また、深山氏は美容室などと提携。認定スタイリストがユーザーの髪を診断して、その人に合ったヘアケアをカスタマイズするサービスも展開している。「サービスを体験する場所として店舗を持つとお金がかかるが、既存のサロン等を使うとノーコストで全国に拡大できる」(深山氏)。店舗で施術するのも、顧客に納得感を得てもらうための1つのファクターだ。信頼できるプロが商品を選んでくれれば納得感がでるので、継続率も高まるという。
美容室では、客が継続するたびにマージンを得られるビジネスモデルになっているため、お客が来なくても一定の収入があるというメリットもある。「継続してもらうインセンティブがあるのため、提携企業に喜ばれる」(深山氏)。
月額6800円で高級バッグを借り放題、採算が合う仕組みとは?
ラクサスは、月額6800円(税別)でエルメス、ヴィトン、シャネルなどの高額ブランドバッグを借り放題できるサービスで、急成長を遂げているサブスクサービスだ。サービス開始から27カ月でシェア金額累計は100億円を突破。4倍の成長率で推移し、56カ月が経過した現在は、累計420億円を達成している。

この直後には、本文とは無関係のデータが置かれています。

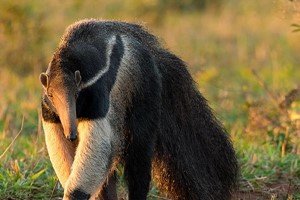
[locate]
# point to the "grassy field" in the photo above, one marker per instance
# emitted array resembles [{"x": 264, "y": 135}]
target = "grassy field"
[{"x": 243, "y": 56}]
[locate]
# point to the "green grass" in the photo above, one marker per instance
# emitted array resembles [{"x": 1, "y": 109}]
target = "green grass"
[{"x": 221, "y": 48}]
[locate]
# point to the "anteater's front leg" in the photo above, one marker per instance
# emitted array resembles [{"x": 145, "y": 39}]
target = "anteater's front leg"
[
  {"x": 60, "y": 150},
  {"x": 92, "y": 161}
]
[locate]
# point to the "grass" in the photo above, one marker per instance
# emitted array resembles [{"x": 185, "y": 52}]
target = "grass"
[{"x": 222, "y": 49}]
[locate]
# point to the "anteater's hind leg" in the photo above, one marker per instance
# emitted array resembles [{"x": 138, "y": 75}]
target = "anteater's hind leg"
[
  {"x": 109, "y": 189},
  {"x": 143, "y": 127}
]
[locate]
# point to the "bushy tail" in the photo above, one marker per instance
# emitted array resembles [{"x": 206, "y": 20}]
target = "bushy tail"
[{"x": 194, "y": 158}]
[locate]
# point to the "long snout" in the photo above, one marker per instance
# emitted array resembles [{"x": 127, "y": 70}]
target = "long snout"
[{"x": 72, "y": 136}]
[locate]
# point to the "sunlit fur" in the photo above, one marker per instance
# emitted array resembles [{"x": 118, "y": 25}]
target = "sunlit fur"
[
  {"x": 60, "y": 150},
  {"x": 151, "y": 117}
]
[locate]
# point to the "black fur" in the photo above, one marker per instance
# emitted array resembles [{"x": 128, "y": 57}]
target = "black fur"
[{"x": 170, "y": 129}]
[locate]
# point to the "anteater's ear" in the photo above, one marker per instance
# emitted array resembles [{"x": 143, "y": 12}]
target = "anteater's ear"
[
  {"x": 44, "y": 78},
  {"x": 77, "y": 78}
]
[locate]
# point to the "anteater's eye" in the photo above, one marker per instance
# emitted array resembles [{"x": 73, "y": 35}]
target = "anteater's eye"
[{"x": 50, "y": 95}]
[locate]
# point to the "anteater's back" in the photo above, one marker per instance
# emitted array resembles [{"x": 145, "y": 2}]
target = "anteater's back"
[{"x": 194, "y": 158}]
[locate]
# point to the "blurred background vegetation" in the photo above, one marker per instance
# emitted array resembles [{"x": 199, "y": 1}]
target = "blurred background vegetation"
[{"x": 243, "y": 55}]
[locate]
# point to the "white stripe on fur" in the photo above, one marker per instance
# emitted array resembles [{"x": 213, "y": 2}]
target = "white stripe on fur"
[
  {"x": 111, "y": 42},
  {"x": 61, "y": 151},
  {"x": 92, "y": 160}
]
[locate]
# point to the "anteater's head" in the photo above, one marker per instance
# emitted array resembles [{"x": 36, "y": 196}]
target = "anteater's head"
[{"x": 61, "y": 88}]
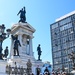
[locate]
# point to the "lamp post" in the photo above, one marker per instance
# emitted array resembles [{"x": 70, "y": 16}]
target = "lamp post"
[{"x": 3, "y": 36}]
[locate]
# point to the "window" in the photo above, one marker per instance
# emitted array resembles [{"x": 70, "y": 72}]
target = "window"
[
  {"x": 54, "y": 25},
  {"x": 64, "y": 21},
  {"x": 67, "y": 26},
  {"x": 57, "y": 54}
]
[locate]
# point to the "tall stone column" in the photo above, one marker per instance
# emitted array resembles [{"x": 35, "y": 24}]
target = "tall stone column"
[{"x": 30, "y": 46}]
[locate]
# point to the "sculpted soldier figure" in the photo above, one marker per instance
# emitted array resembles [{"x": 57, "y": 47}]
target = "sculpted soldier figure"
[
  {"x": 6, "y": 52},
  {"x": 22, "y": 13},
  {"x": 16, "y": 44},
  {"x": 39, "y": 51}
]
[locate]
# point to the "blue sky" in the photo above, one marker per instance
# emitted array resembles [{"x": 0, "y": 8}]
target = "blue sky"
[{"x": 39, "y": 14}]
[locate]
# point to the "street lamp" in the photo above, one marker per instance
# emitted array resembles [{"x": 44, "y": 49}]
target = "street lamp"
[{"x": 3, "y": 37}]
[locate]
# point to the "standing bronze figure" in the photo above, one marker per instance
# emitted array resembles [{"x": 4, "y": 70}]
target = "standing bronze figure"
[
  {"x": 39, "y": 51},
  {"x": 6, "y": 52},
  {"x": 22, "y": 13},
  {"x": 16, "y": 44}
]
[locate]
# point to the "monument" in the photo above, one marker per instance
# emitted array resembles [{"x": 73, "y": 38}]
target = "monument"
[{"x": 21, "y": 50}]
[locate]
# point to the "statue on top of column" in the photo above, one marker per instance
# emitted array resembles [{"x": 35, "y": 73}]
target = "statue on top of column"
[
  {"x": 39, "y": 51},
  {"x": 6, "y": 52},
  {"x": 16, "y": 44},
  {"x": 22, "y": 13}
]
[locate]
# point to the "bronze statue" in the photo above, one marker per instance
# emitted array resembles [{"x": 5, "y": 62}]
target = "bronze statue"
[
  {"x": 29, "y": 67},
  {"x": 39, "y": 51},
  {"x": 6, "y": 52},
  {"x": 16, "y": 44},
  {"x": 22, "y": 13}
]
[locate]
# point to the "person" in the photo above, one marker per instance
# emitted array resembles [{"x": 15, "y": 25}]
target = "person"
[
  {"x": 22, "y": 13},
  {"x": 39, "y": 51},
  {"x": 38, "y": 70},
  {"x": 16, "y": 44},
  {"x": 6, "y": 52},
  {"x": 46, "y": 71}
]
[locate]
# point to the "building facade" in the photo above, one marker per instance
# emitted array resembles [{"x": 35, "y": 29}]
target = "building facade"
[{"x": 63, "y": 42}]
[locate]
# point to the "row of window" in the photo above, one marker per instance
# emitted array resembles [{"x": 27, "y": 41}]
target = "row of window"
[
  {"x": 66, "y": 39},
  {"x": 66, "y": 66},
  {"x": 64, "y": 52},
  {"x": 67, "y": 32},
  {"x": 64, "y": 46},
  {"x": 62, "y": 22}
]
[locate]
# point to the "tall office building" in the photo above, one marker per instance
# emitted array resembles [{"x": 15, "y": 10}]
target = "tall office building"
[{"x": 63, "y": 42}]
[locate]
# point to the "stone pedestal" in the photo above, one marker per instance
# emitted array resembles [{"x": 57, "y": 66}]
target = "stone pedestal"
[
  {"x": 24, "y": 31},
  {"x": 3, "y": 67}
]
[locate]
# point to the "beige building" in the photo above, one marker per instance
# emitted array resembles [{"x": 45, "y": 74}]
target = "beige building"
[{"x": 63, "y": 41}]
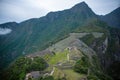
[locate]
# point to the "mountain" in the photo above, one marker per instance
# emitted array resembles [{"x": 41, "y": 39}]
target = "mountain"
[
  {"x": 37, "y": 34},
  {"x": 112, "y": 18},
  {"x": 51, "y": 37}
]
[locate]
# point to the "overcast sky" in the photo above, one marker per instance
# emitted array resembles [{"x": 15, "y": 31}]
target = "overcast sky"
[{"x": 19, "y": 10}]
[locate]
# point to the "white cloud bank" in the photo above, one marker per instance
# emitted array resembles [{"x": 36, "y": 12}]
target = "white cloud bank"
[
  {"x": 4, "y": 31},
  {"x": 19, "y": 10}
]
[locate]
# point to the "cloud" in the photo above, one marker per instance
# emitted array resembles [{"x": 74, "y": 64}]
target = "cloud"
[
  {"x": 19, "y": 10},
  {"x": 5, "y": 31}
]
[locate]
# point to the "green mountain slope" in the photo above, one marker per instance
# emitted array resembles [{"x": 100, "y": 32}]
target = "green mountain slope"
[
  {"x": 93, "y": 42},
  {"x": 37, "y": 34}
]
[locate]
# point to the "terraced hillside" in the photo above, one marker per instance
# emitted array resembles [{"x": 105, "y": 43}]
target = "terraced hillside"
[{"x": 69, "y": 59}]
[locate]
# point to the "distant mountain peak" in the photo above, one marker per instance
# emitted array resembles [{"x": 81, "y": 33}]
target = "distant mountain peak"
[{"x": 79, "y": 5}]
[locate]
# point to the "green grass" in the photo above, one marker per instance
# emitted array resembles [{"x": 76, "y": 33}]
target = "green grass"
[
  {"x": 58, "y": 57},
  {"x": 68, "y": 74}
]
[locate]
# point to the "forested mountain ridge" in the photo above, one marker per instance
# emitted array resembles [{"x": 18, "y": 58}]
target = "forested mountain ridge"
[{"x": 39, "y": 34}]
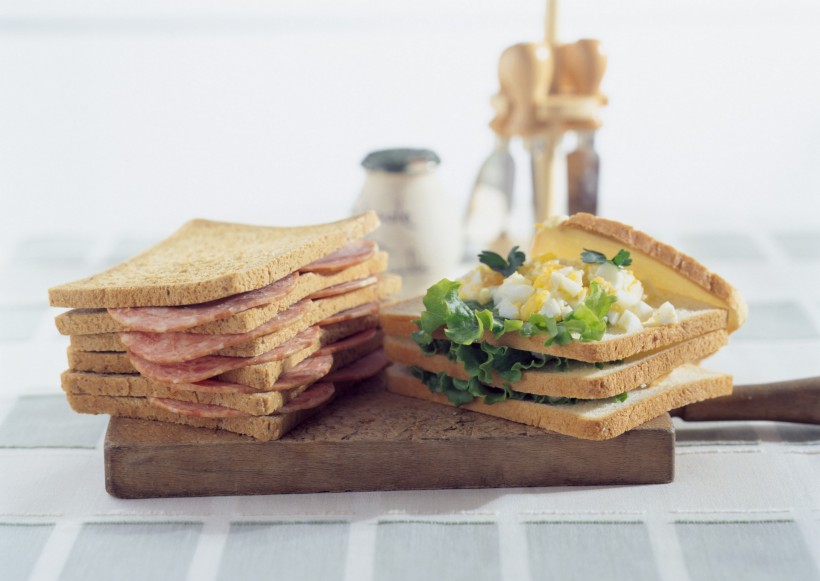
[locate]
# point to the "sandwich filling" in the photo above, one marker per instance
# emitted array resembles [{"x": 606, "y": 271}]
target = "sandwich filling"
[
  {"x": 561, "y": 300},
  {"x": 460, "y": 392},
  {"x": 564, "y": 300}
]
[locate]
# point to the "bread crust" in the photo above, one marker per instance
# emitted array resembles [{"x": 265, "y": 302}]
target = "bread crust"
[
  {"x": 133, "y": 385},
  {"x": 317, "y": 311},
  {"x": 261, "y": 376},
  {"x": 206, "y": 260},
  {"x": 581, "y": 380},
  {"x": 633, "y": 239},
  {"x": 589, "y": 421},
  {"x": 263, "y": 428}
]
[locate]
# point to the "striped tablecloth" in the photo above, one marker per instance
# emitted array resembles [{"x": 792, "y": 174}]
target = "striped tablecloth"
[{"x": 745, "y": 503}]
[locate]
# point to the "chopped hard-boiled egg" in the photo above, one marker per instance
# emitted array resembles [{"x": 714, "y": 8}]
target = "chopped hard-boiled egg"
[{"x": 554, "y": 288}]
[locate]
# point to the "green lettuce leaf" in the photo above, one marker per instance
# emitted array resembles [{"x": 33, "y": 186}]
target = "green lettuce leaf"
[{"x": 460, "y": 392}]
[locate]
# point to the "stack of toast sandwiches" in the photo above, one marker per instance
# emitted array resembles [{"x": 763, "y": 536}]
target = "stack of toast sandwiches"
[
  {"x": 545, "y": 339},
  {"x": 248, "y": 329}
]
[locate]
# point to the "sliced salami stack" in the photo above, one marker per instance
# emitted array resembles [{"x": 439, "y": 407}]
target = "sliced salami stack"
[{"x": 241, "y": 328}]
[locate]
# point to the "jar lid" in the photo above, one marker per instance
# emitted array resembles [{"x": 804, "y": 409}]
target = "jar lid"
[{"x": 401, "y": 160}]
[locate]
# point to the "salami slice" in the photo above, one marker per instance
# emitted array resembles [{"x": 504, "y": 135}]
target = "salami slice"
[
  {"x": 367, "y": 366},
  {"x": 308, "y": 371},
  {"x": 354, "y": 253},
  {"x": 345, "y": 287},
  {"x": 196, "y": 410},
  {"x": 312, "y": 397},
  {"x": 165, "y": 319},
  {"x": 349, "y": 314},
  {"x": 178, "y": 347},
  {"x": 215, "y": 386},
  {"x": 349, "y": 343},
  {"x": 211, "y": 365}
]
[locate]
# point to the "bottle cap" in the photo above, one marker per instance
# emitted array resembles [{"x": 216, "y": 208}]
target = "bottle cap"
[{"x": 401, "y": 160}]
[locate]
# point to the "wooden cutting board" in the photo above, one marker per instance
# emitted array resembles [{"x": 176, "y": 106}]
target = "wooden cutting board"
[{"x": 375, "y": 440}]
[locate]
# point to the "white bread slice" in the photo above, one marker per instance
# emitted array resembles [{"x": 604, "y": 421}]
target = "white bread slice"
[
  {"x": 664, "y": 270},
  {"x": 594, "y": 420},
  {"x": 317, "y": 311},
  {"x": 206, "y": 260},
  {"x": 580, "y": 380},
  {"x": 131, "y": 385},
  {"x": 261, "y": 376},
  {"x": 397, "y": 320},
  {"x": 97, "y": 321}
]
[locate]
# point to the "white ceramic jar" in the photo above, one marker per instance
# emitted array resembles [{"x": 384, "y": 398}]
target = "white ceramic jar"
[{"x": 421, "y": 227}]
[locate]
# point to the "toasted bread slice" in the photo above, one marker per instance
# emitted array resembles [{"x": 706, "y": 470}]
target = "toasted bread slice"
[
  {"x": 398, "y": 320},
  {"x": 206, "y": 260},
  {"x": 664, "y": 270},
  {"x": 261, "y": 376},
  {"x": 97, "y": 321},
  {"x": 317, "y": 311},
  {"x": 131, "y": 385},
  {"x": 593, "y": 420},
  {"x": 263, "y": 428},
  {"x": 579, "y": 380}
]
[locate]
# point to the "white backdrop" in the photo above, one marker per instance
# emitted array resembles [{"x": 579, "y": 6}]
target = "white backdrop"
[{"x": 134, "y": 117}]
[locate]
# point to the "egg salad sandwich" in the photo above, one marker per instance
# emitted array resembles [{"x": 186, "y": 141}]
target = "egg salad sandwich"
[
  {"x": 596, "y": 331},
  {"x": 248, "y": 329}
]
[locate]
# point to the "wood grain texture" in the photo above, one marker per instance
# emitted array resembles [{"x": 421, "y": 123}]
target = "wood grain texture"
[{"x": 374, "y": 440}]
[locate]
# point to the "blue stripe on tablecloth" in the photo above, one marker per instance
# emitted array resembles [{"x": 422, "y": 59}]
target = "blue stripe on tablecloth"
[
  {"x": 291, "y": 550},
  {"x": 745, "y": 550},
  {"x": 47, "y": 421},
  {"x": 20, "y": 322},
  {"x": 408, "y": 551},
  {"x": 20, "y": 546},
  {"x": 796, "y": 434},
  {"x": 590, "y": 550},
  {"x": 785, "y": 320},
  {"x": 132, "y": 551}
]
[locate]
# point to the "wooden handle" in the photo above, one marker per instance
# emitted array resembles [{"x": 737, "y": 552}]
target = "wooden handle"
[{"x": 787, "y": 401}]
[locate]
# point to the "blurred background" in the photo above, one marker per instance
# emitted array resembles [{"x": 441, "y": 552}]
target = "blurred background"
[{"x": 130, "y": 118}]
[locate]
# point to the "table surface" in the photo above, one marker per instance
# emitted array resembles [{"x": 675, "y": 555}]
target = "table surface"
[{"x": 744, "y": 504}]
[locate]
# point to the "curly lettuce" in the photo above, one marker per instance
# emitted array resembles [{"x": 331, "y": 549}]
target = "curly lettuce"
[
  {"x": 460, "y": 392},
  {"x": 466, "y": 323}
]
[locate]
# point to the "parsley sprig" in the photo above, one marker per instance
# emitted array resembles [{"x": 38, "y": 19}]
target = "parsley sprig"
[
  {"x": 515, "y": 258},
  {"x": 621, "y": 260}
]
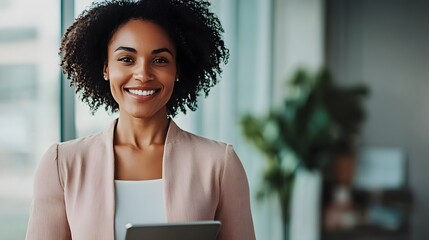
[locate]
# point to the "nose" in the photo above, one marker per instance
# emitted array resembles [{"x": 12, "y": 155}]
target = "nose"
[{"x": 143, "y": 71}]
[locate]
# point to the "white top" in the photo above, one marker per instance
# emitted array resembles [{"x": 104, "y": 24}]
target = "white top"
[{"x": 138, "y": 202}]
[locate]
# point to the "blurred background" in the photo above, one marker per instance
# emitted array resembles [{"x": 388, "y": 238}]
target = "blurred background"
[{"x": 376, "y": 190}]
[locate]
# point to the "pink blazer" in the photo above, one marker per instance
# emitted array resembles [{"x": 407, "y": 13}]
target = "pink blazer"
[{"x": 74, "y": 194}]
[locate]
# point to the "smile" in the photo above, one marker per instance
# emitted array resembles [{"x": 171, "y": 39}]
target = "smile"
[{"x": 142, "y": 92}]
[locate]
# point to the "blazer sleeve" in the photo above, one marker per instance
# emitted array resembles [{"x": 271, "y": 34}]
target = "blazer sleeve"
[
  {"x": 234, "y": 206},
  {"x": 48, "y": 219}
]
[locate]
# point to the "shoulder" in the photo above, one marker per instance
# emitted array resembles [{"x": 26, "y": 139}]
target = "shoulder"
[
  {"x": 82, "y": 144},
  {"x": 202, "y": 144},
  {"x": 202, "y": 148}
]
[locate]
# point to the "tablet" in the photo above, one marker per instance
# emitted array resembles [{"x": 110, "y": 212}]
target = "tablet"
[{"x": 201, "y": 230}]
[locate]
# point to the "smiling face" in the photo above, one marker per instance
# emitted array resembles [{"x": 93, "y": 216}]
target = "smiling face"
[{"x": 141, "y": 68}]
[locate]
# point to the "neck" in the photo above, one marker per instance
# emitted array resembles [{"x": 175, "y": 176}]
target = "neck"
[{"x": 140, "y": 132}]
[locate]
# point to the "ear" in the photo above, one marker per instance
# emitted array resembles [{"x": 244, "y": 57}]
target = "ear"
[{"x": 106, "y": 70}]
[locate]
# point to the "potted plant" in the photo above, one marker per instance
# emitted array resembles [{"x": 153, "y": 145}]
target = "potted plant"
[{"x": 318, "y": 121}]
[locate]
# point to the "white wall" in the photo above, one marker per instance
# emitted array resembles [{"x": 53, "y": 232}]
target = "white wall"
[{"x": 384, "y": 43}]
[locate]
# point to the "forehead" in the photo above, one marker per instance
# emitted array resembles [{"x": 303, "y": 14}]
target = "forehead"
[{"x": 139, "y": 33}]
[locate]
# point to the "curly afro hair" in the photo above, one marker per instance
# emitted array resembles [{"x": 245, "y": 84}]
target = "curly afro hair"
[{"x": 194, "y": 29}]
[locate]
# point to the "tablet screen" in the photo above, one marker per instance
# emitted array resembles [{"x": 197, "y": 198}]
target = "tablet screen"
[{"x": 201, "y": 230}]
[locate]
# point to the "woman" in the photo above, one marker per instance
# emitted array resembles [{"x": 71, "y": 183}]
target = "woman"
[{"x": 146, "y": 59}]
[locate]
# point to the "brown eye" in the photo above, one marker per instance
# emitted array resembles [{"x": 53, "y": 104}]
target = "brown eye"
[
  {"x": 160, "y": 60},
  {"x": 125, "y": 59}
]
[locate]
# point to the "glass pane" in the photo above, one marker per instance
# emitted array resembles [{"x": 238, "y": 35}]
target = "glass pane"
[
  {"x": 29, "y": 104},
  {"x": 86, "y": 123}
]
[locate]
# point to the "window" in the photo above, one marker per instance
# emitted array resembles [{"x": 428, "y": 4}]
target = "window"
[{"x": 29, "y": 109}]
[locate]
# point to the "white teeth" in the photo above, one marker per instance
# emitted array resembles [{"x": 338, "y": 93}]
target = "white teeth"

ユーザーは平均30万円ほどのバッグを利用しているが、高級バッグを手配したり在庫管理をするのは、コストがかかるもの。ラクサスでは、顧客同士がバッグを「シェア」することでコストを大幅に抑えているという。「ユーザーが使用していない、タンスの肥やしになっているバッグを提供してもらい、それをシェアする仕組みを作った。自社で在庫を用意するというよりも、ユーザーが持参したモノを有効活用しているのでコストを削減できている」(ラクサス・テクノロジーズ社長の児玉昇司氏)。
新規顧客の獲得にも役立つ
「earth music&ecology(アースミュージック&エコロジー)」を展開しているストライプインターナショナル(岡山市)も、「メチャカリ」という月額5800円(税別)で服を借り放題できるサービスを開始している。アプリで提供しており、累計ダウンロード数は100万を突破、有料会員は1万3000人ほどだ。
商品を売る小売業のストライプインターナショナルが洋服のレンタル業に進出したのには、新規顧客獲得が狙い。サービスを開始した2015年当時、アパレル業界は市場が縮んでおり、バブル期に13兆円だった市場が9兆円くらいまでシュリンク。新しい顧客を取り込むために始めたのが「メチャカリ」だった。
ストライプインターナショナル メチャカリ部長の澤田昌紀氏は、「最初は『当店のファンがたったの5800円で洋服が着放題になったら喜ぶのでは』と思っていたが、実際に運用してみると、普段お店で服を購入している既存顧客ではなく『店に行きたくないし、服のことなんか考えたくない』という人たちが多く利用していることがわかった」と語る。現在の顧客の70%は新規顧客で、スタイリングの機能なども実装されている。「常に新品のきれいな、トレンド感がある洋服をレンタルできることに価値を見いだして受け入れられているサービスだと思う」(澤田氏)。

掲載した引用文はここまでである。